Healthy People 2010 Met Goal of Lower CVD Deaths in CKD

Daniel M. Keller, PhD

November 29, 2011

November 28, 2011 (Philadelphia, Pennsylvania) — The Healthy People project is embarking on its fourth decade with Healthy People 2020, having achieved or made significant progress toward 71% of its past goals.

Speaking at a news conference here at Kidney Week 2011, Lawrence Agodoa, MD, director of the Office of Minority Health Research Coordination at the National Institute of Diabetes and Digestive and Kidney Diseases and director of the Chronic Kidney Disease and End Stage Renal Disease Programs at the National Institutes of Health (NIH) in Bethesda, Maryland, said the latest iteration of the program strives to identify nationwide health improvement priorities and increase public awareness and understanding of the determinants of health, disease, and disability and opportunities for progress.

In addition, he said the program will "provide measurable objectives and goals that are applicable at the national, state, and local level," while calling on multiple sectors to strengthen policies and improve practices using the best available evidence and knowledge.

"The principle of it is that if the nation develops objectives and tracks these objectives over time, it will help motivate action in various parts of the country...[and improve] the health of the nation and ultimately reduce the health disparities, which are very prevalent, particularly in major diseases," Dr. Agodoa said.

The program originated as the Promoting Health/Preventing Disease: Objectives for the Nation in 1980 and subsequently became the Healthy People 2000 program in 1990, with 10-year goals set every decade and midcourse corrections along the way. The Centers for Disease Control and Prevention (CDC) and the NIH have taken the lead, but all US government health agencies are involved in the program.

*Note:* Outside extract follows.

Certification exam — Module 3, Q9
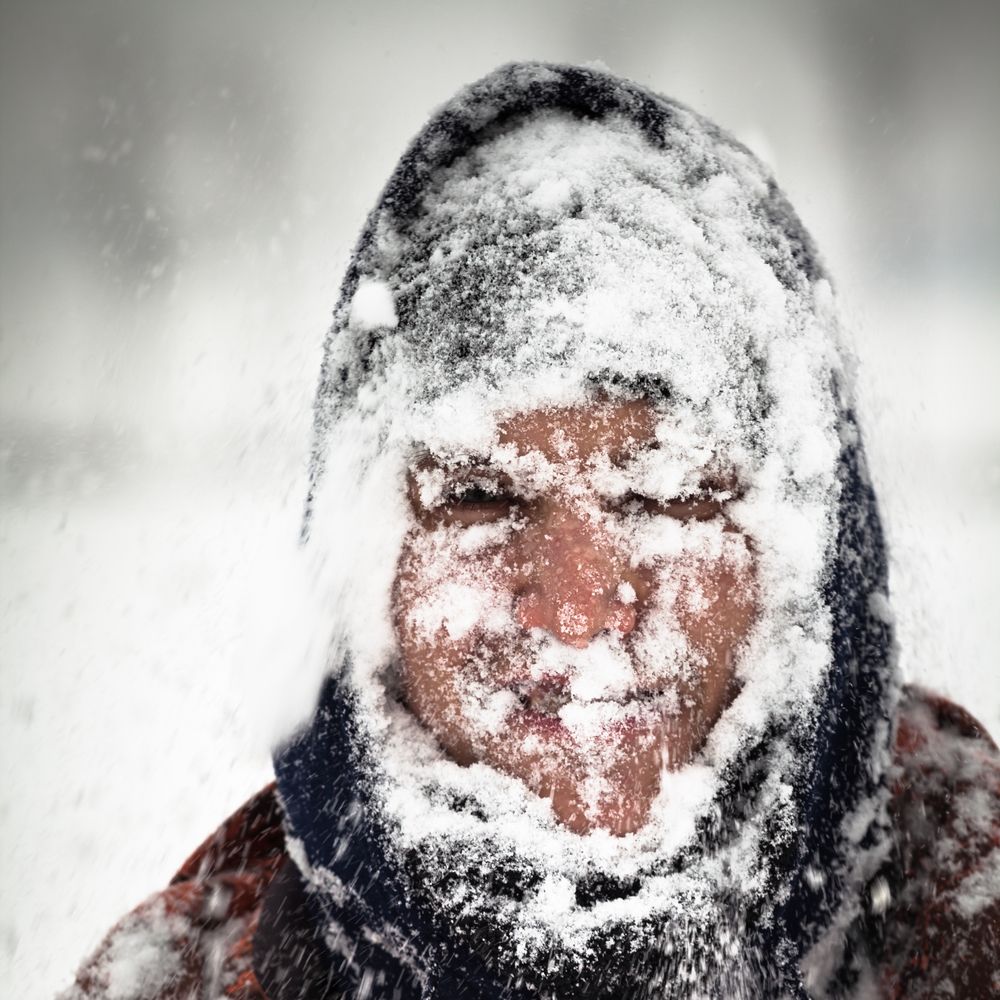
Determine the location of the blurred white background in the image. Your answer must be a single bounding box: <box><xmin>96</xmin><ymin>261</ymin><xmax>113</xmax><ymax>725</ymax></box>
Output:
<box><xmin>0</xmin><ymin>0</ymin><xmax>1000</xmax><ymax>1000</ymax></box>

Chronic Kidney Disease Added in 2000

With 25 million people in the United States with chronic kidney disease (CKD) and a half million with end-stage renal disease (ESRD), costing annually more than $35 billion in private and public funds for ESRD alone, CKD was added to the list in 2000 with 9 objectives as part of the Healthy People 2010 goals.

By 2010, 3 objectives exceeded the goal for the decade: reduction of cardiovascular disease (CVD) deaths in people with CKD and medical evaluation and medical treatment of patients with type 1 or type 2 diabetes and CKD. However, 3 objectives failed to meet their goals: reduction in the number of new cases of ESRD, reduction in new cases of ESRD from diabetes, and increase in the proportion of ESRD patients undergoing transplantation within 3 years of the start of dialysis.

One particular area of success was CVD. "The target was supposed to be 66.1 [CVD deaths] per 1000 patient-years at risk, and every one of the segments of the United States actually met this objective," Dr. Agodoa reported. "So we were quite successful in diminishing cardiovascular death with chronic kidney disease."

Going Forward: Healthy People 2020

Across all areas of health, Healthy People 2020 has integrated input from public health and prevention experts; local, state, and federal government officials; more than 2000 organizations; and the public. The comprehensive set of new objectives is based on consideration of more than 8000 comments.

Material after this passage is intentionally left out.